Updated by Ivan Tcholakov almost 9 years ago

Hello Julio,

This is very difficult topic. I hesitate about being concrete at the moment.

I've got two questions:

1. "After migration everything was messed." - Are those UTF-8 encoded lp items shown well om phpMyAdmin?

2. "This was easily fixed changing the LP charset to utf8" - Did you mean the "Charater set" setting on the page for LP-edition? See the picture.

At the moment I can say the following common thoughts:

1. I accept that there may be some encoding migration problems in LP tool.

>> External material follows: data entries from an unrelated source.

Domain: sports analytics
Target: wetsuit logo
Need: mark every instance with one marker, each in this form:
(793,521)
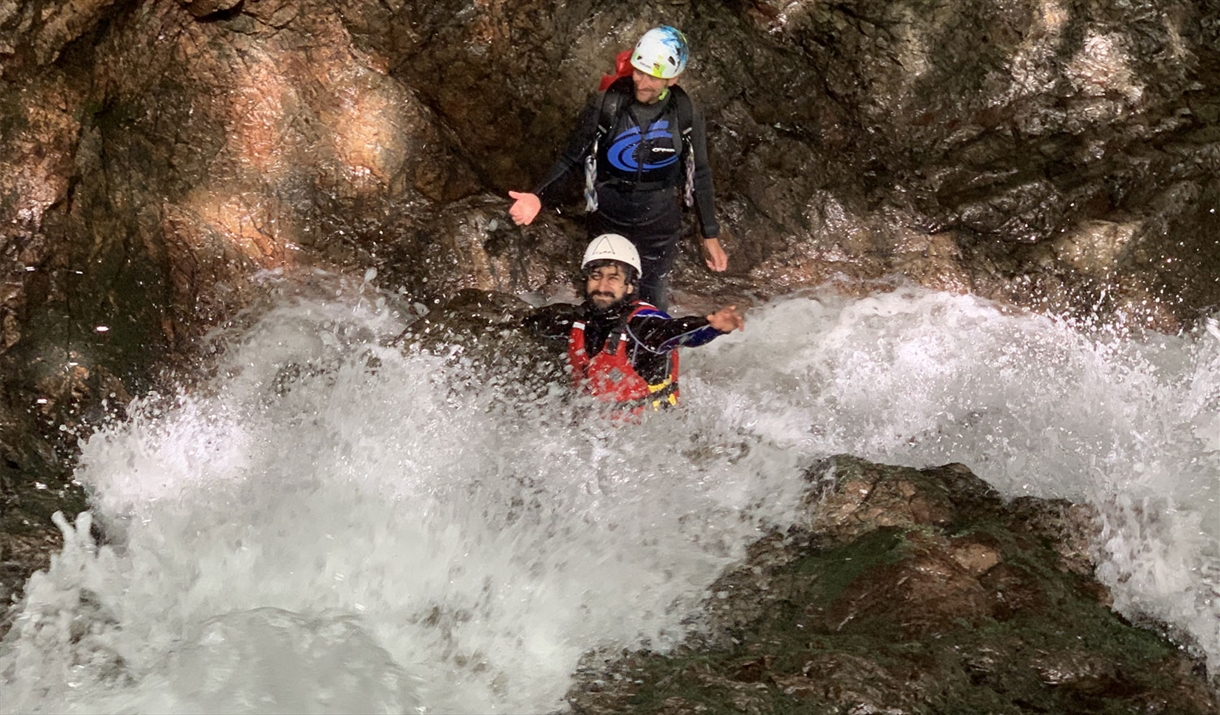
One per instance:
(622,154)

2. Using different encodings in the database is very old, historical approach. Also, we have to keep in mind, that in the past the design of LP tool was based on frames which may have different encodings. When we switched into a single page, code about the encodings management may not be updated properly, this is to be checked.

3. Using different encodings in the database if very bad idea. It is very important all the database tables to be UTF-8, without any exceptions. These are the benefits (not complete list):
- we are to avoid yet another layer where we would have to manage encoding conversion. MySQL is not that rich in supporting encodings, also it identifies them in its own way (utf8 instead of UTF-8, etc.).
- we will have better interoperability. If you are an external developer, an if you want to access the lp-tables directly, knowing that they are UTF-8 encoded eases your developments. Also, raw data will be easily seen correctly on phpMyAdmin or MySQL Administrator that makes code support easy.
- Some day we would face seriously the challenge of migration to Chamilo 2.x. If our tables are UTF-8 encoded only, this migration will go smoothly.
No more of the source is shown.